Mientras muchos esperaban fuegos artificiales cómodos y letras digeribles para el oído anglo, Bad Bunny decidió otra cosa: ser él. Cantar en español, poner a Puerto Rico en el centro, recordarle a millones que América no es un país, sino un continente lleno de historias que no siempre caben en el guion oficial.
Hubo quien se molestó. Siempre hay quien se molesta cuando el escenario deja de ser exclusivo.

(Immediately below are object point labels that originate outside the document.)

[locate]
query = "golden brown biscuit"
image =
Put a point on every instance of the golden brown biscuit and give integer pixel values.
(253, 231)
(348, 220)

Pero esa incomodidad es la prueba de que algo se movió. El medio tiempo no fue político porque levantara consignas; fue político porque existió tal como fue, sin suavizar su identidad ni convertirla en folclor decorativo.
Lo relevante no es si te gustó el show o no. Lo relevante es que, por primera vez, millones vieron que se puede estar en el centro del espectáculo más visto del mundo sin dejar de ser quien eres. Sin cambiar el idioma, sin ocultar el acento, sin pedir perdón por venir de donde vienes.
Bad Bunny no representó a todos los latinos —nadie puede hacerlo—, pero sí dejó claro algo: ya no estamos de visita. Ya no somos el número musical exótico entre anuncios millonarios. Estamos ahí porque también somos parte de la historia.
El medio tiempo pasó. El mensaje se quedó. Y a muchos, eso es lo que más les dolió.